As I’ve said before, there is more to this than history. And certainly, there is more to it than what is politically correct. If I hope to accomplish anything with this post, it is to point out that the complexity of Mary Magdalene’s appeal far exceeds what appears in popular news media, and that there are some potential pitfalls in the current feminist understanding of same.

Da Vinci, slowed…

Today, in spite of a mean headcold, I caught a matinee showing of The Da Vinci Code. I probably would have waited to see it, but darn that Fandango.com, they just make it too easy to buy tickets in advance. I purchased them on Thursday just in case the theater was sold out, given that this is the opening weekend for the “biggest film event of the year.” I needn’t have worried; the theater was only filled to about 60% of capacity.

The most remarkable thing I can say about the movie is that it played out on the screen almost exactly like it played out in my head as I read Dan Brown’s novel. Now, this can mean a couple of things. Either Dan Brown is very good at generating in his readers the setting he has in mind, or Ron Howard was so painstakingly faithful to the book that not a prop was out of place. Perhaps both possibilities are true, but whatever the case, the end result is that I watched the movie feeling like I had already seen it. Sure, it was fun to see Tom Hanks, Audrey Tautou, Ian McKellen and Jean Reno acting out the characters that had mostly remained faceless in my mind’s eye, but I was also perfectly comfortable getting up for some popcorn during the film without feeling like I would miss anything important.

Dull, plodding, boring, literalistic; these are all adjectives used by critics when referring to the movie.

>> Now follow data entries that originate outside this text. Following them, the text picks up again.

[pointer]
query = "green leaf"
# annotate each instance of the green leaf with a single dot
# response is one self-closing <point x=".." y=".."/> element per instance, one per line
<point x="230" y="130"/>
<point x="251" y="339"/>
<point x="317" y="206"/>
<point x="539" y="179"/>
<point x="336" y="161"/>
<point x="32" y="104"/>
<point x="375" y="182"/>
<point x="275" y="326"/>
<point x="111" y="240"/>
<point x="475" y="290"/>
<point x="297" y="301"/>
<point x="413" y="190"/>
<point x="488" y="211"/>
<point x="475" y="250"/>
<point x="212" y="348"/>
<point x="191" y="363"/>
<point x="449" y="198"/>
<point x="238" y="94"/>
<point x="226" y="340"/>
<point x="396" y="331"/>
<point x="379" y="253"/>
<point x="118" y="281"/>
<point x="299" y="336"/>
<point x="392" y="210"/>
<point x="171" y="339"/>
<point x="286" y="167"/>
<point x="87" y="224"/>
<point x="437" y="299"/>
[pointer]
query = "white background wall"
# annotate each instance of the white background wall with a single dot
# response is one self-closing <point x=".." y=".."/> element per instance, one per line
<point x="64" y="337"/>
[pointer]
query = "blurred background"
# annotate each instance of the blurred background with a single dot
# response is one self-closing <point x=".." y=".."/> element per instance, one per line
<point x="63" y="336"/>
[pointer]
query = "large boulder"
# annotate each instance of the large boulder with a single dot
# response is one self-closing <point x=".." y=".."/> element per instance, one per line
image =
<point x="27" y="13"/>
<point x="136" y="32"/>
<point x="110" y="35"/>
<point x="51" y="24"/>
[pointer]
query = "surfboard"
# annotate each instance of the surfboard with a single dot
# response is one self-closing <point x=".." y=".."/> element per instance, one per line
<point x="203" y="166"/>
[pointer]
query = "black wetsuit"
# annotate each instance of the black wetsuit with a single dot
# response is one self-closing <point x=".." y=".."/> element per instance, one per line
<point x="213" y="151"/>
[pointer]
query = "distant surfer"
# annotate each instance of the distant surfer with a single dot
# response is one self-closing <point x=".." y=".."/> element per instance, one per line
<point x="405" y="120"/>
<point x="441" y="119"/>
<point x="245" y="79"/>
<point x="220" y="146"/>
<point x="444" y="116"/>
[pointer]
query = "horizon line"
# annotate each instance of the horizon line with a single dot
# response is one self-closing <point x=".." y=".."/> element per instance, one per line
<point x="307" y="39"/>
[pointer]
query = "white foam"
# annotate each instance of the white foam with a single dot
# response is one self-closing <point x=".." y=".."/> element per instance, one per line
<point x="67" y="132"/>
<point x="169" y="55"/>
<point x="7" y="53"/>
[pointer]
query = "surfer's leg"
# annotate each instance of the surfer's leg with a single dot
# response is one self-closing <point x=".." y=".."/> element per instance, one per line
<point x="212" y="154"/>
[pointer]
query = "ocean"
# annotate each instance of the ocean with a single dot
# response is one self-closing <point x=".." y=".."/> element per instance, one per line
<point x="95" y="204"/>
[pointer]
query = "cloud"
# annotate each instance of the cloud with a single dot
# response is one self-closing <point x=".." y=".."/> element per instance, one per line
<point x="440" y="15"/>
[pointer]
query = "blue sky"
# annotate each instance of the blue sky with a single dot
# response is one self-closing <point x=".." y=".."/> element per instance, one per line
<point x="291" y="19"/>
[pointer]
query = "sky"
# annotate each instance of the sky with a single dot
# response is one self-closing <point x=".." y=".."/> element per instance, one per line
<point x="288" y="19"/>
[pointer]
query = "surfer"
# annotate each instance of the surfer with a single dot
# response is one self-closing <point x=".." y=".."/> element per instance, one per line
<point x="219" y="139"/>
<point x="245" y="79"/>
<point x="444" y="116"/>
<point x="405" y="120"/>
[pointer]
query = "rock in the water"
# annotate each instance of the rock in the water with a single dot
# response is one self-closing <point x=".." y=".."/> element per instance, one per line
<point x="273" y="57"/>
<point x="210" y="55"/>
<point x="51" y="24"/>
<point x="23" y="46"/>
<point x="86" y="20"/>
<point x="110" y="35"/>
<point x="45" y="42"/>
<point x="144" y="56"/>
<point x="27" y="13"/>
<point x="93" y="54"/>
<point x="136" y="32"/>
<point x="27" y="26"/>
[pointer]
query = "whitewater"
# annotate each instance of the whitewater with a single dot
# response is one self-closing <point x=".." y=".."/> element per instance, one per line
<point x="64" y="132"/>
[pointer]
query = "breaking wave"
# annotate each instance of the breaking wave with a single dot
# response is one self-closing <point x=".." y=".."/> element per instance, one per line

I had hoped that having lived my life with DVC for the last few years would have rendered the experience a bit more exciting, but what I found was that the criticisms of the movie were perfectly warranted. I was impressed by the film’s deft avoidance of the more controversial dialogue in the novel, though, and was almost interested by a few flashbacks of a pregnant Mary Magdalene with curly red hair. I’ll admit that the hair on the back of my neck stood up at least once during a couple of dramatic pans of Mary Magdalene’s sarcophagus, heightened as they were by a fantastic film score. Magdalene’s alabaster jar even made more than one appearance in the movie, but tragically, it contained a single red rose. (Could there be anything more cliché than a single, long-stemmed red rose, under any circumstance? Hello, Phantom of the Opera. Why not a lily? It would have even been appropriate given the importance placed on the fleur-de-lis in the story.)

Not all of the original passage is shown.